Back in May hardware giant HP announced plans to cut 8 percent of its global workforce, or 27,000 employees, by 2014. We ranked it as one of the worse tech layoffs in 2012, right up there next to the massive internal shuffles at Nokia, Sony and Cisco.
At the time chief executive Meg Whitman said that the goal was to cut $3-$3.5 billion in spending, and reinvest that money in engineering. During a recent visit to India the Hewlett-Packard CEO gave one local publication a follow-up interview, in which she elaborated a bit more about her company’s plans and disclosed that HP’s local offices won’t see an influx of pink slips. Quite the contrary:
“We are not reducing our workforce in India. We have announced a global workforce reduction, but India will stay largely intact, because we not only have all our business units here, but also our R&D and back office. We are focused on keeping our workforce here, and I think over time, probably increase the workforce,” said Whitman.

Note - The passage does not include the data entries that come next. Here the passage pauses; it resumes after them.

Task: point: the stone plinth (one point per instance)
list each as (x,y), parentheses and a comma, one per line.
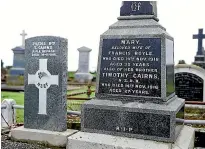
(160,122)
(45,137)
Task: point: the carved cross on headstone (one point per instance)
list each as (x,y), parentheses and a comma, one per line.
(23,34)
(43,80)
(200,36)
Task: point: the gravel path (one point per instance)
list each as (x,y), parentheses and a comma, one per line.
(6,143)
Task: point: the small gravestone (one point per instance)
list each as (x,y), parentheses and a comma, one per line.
(135,92)
(46,83)
(16,73)
(190,82)
(45,92)
(83,74)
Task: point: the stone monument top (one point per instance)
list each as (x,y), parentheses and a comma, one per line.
(84,49)
(133,8)
(23,34)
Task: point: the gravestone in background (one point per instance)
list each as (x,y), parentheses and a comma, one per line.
(46,83)
(83,74)
(200,55)
(16,73)
(135,93)
(190,82)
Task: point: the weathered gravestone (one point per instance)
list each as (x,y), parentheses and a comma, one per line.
(190,82)
(135,93)
(83,74)
(200,55)
(16,73)
(45,100)
(46,83)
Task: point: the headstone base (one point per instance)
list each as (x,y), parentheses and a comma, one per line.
(84,140)
(160,122)
(83,77)
(44,137)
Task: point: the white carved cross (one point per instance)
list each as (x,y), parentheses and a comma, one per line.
(43,80)
(23,34)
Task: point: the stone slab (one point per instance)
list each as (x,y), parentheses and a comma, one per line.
(45,137)
(161,122)
(83,140)
(45,83)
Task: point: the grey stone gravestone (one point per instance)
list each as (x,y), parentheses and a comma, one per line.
(190,82)
(83,74)
(200,55)
(46,83)
(135,93)
(18,64)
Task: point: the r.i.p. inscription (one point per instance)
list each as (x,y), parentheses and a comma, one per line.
(131,67)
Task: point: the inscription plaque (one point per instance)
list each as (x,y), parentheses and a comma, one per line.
(131,67)
(128,122)
(189,86)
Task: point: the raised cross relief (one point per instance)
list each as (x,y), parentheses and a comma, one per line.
(43,80)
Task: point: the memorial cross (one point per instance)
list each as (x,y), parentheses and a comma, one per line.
(43,80)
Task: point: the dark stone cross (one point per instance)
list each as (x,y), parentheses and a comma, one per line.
(200,36)
(136,8)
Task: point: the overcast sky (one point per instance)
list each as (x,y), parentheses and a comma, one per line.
(82,22)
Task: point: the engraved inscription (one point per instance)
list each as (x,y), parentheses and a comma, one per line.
(43,80)
(189,86)
(136,6)
(131,67)
(43,49)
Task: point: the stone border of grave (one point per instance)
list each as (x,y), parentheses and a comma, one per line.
(194,70)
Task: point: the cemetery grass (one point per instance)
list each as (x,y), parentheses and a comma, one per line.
(19,98)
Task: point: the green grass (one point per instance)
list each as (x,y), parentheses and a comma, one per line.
(19,98)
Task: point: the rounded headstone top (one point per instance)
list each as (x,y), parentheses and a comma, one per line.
(84,49)
(18,49)
(137,8)
(189,66)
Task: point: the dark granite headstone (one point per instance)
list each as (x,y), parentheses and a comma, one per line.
(131,67)
(46,83)
(129,8)
(189,86)
(135,91)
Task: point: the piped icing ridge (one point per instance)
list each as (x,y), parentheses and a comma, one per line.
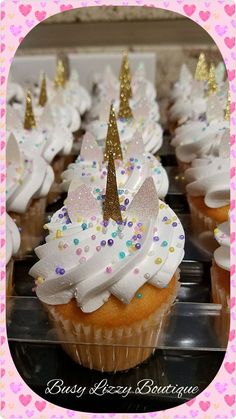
(89,259)
(27,177)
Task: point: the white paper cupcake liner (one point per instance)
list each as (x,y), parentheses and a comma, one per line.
(115,349)
(220,296)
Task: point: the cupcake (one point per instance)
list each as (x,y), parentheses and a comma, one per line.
(220,279)
(12,247)
(15,92)
(28,181)
(40,135)
(208,189)
(193,105)
(53,97)
(201,138)
(182,87)
(108,273)
(133,165)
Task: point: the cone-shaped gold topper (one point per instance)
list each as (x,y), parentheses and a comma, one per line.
(43,92)
(60,77)
(227,108)
(29,121)
(111,208)
(201,72)
(113,139)
(125,74)
(212,83)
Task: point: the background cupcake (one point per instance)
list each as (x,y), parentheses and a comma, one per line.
(220,279)
(12,247)
(28,182)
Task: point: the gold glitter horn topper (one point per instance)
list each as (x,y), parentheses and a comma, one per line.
(43,92)
(60,77)
(113,139)
(29,121)
(212,83)
(111,207)
(201,72)
(227,108)
(124,109)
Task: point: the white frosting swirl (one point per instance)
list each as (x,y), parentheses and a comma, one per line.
(198,139)
(77,95)
(12,238)
(183,86)
(130,173)
(222,253)
(88,260)
(14,92)
(46,140)
(210,177)
(189,108)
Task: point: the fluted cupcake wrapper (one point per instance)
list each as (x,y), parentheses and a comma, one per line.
(115,349)
(220,296)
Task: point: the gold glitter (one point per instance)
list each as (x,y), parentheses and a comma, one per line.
(60,77)
(29,121)
(212,84)
(113,140)
(111,207)
(201,72)
(125,74)
(43,92)
(227,108)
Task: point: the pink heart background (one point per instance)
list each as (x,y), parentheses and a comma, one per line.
(218,400)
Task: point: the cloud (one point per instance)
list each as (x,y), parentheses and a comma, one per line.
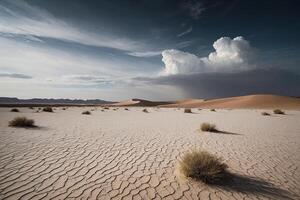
(185,32)
(230,55)
(14,75)
(194,9)
(20,19)
(145,54)
(225,84)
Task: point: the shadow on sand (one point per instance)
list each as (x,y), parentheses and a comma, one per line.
(252,185)
(225,132)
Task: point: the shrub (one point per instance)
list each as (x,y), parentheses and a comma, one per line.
(22,122)
(208,127)
(265,114)
(203,166)
(86,112)
(14,110)
(47,109)
(278,111)
(187,110)
(145,110)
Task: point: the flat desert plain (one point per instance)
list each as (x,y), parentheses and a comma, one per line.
(130,154)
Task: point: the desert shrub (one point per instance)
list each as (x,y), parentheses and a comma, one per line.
(265,114)
(14,110)
(86,112)
(47,109)
(187,110)
(208,127)
(22,122)
(203,166)
(145,110)
(278,111)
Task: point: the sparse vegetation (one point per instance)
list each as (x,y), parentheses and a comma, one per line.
(14,110)
(278,111)
(187,110)
(265,114)
(22,122)
(86,112)
(145,110)
(208,127)
(47,109)
(203,166)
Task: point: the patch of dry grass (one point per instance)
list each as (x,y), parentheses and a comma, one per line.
(203,166)
(187,110)
(265,114)
(14,110)
(208,127)
(47,109)
(278,111)
(145,110)
(86,112)
(21,122)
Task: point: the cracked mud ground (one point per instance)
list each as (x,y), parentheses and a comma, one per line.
(134,155)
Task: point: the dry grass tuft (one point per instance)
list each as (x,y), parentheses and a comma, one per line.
(48,109)
(22,122)
(145,110)
(86,112)
(14,110)
(265,114)
(208,127)
(203,166)
(187,110)
(278,111)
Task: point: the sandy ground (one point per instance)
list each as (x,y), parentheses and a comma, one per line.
(134,155)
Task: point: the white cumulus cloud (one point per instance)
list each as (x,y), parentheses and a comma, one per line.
(230,55)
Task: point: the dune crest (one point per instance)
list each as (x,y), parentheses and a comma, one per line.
(249,101)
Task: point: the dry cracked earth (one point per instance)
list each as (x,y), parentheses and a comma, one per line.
(134,155)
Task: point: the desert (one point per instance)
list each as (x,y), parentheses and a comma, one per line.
(125,153)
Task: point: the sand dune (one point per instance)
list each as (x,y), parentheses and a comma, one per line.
(185,103)
(140,102)
(132,155)
(250,101)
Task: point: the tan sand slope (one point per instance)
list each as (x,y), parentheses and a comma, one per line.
(250,101)
(120,154)
(140,102)
(185,103)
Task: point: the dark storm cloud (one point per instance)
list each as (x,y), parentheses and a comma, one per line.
(214,85)
(13,75)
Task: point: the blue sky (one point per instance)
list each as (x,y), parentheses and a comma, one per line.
(159,50)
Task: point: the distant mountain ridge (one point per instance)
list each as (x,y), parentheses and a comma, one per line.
(13,100)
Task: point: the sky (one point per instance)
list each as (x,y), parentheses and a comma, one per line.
(150,49)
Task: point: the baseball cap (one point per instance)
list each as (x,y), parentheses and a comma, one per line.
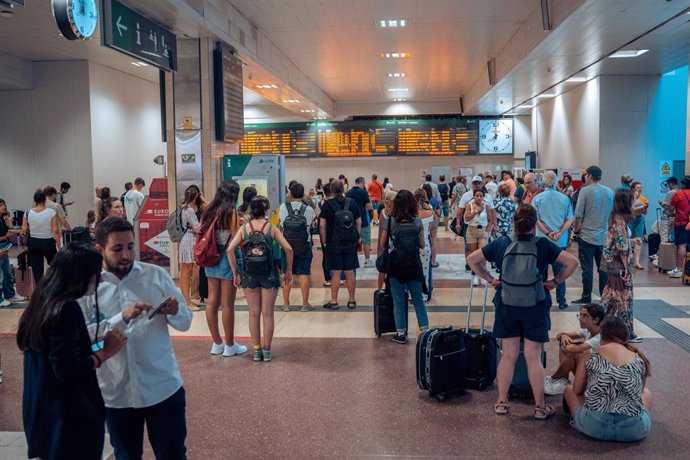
(595,172)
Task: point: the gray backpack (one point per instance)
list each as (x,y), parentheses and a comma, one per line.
(521,282)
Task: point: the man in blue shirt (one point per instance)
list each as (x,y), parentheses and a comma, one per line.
(591,222)
(359,195)
(554,218)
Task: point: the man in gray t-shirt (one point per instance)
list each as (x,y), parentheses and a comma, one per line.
(591,222)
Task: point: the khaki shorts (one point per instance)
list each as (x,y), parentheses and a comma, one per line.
(475,235)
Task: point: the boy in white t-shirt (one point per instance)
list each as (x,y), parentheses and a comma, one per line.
(572,346)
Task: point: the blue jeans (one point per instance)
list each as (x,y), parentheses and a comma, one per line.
(165,425)
(560,289)
(398,289)
(589,254)
(7,278)
(611,427)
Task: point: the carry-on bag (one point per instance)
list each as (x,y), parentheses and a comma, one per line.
(482,350)
(441,362)
(384,319)
(667,257)
(520,387)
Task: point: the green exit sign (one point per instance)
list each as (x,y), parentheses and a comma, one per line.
(131,33)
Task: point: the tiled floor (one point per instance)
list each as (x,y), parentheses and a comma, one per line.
(334,390)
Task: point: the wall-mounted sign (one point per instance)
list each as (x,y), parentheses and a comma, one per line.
(127,31)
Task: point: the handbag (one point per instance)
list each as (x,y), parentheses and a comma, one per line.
(383,260)
(205,249)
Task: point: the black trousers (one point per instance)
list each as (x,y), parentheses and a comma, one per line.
(40,248)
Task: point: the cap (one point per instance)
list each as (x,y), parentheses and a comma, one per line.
(595,172)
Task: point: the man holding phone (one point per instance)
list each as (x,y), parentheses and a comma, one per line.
(142,385)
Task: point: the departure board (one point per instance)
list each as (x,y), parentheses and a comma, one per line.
(356,139)
(410,137)
(292,139)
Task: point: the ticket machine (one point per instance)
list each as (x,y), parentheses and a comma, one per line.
(266,173)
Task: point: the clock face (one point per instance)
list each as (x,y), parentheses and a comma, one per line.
(496,136)
(77,19)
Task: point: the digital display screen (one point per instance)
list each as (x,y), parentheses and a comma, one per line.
(453,136)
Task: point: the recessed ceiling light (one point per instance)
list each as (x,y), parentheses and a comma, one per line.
(395,55)
(392,23)
(628,53)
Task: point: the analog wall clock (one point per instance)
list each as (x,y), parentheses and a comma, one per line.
(76,19)
(496,136)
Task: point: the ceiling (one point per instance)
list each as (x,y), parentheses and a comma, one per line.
(337,45)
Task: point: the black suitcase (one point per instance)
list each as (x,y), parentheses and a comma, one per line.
(384,320)
(482,351)
(520,387)
(441,362)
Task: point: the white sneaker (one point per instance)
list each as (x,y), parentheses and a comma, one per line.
(675,273)
(217,348)
(555,387)
(235,349)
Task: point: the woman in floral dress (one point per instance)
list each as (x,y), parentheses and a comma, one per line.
(617,297)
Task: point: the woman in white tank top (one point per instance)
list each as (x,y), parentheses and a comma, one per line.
(44,239)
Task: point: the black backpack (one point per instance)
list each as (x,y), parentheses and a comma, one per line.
(345,236)
(296,228)
(405,253)
(257,253)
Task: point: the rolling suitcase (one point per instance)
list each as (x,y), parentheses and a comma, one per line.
(482,351)
(686,269)
(520,387)
(384,320)
(667,257)
(441,362)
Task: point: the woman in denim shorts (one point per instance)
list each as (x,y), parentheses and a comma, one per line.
(609,399)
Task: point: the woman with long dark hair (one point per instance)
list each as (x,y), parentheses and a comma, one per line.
(44,240)
(221,289)
(609,399)
(618,253)
(405,276)
(63,411)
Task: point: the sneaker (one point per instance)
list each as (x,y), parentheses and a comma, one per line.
(554,387)
(235,349)
(217,348)
(401,339)
(581,302)
(675,273)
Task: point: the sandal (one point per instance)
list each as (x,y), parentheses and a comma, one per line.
(501,408)
(331,306)
(542,413)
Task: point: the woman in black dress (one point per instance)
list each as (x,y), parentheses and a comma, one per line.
(63,411)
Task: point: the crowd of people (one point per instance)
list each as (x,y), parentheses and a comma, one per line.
(99,318)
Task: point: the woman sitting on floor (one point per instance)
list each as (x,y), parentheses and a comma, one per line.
(609,400)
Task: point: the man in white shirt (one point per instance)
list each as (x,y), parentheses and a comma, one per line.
(142,383)
(133,199)
(301,244)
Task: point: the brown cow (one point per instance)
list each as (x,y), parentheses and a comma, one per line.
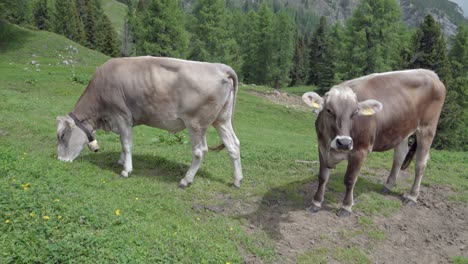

The reasoning behind this decision, in the words of the former eBay head, is that HP is far too committed to India. Whitman is “very bullish” about the region because all of Hewlett-Packard’s businesses have a local presence in one form or another and because she expects the vendor to “outgrow” the Indian market this year in several verticals.
The Indian outsourcing industry in particular is very shaky nowadays due to economic turmoil in Europe and other factors, all pinned down by a recent Everest Group paper.
Nearly 30,000 workers is not the only thing HP is letting go. It’s also distancing itself from webOS, the now open source mobile platform that won’t support existing devices on launch. That’s bad news for the ecosystem, knowing that Hewlett-Packard won’t be making any new webOS phones any time soon.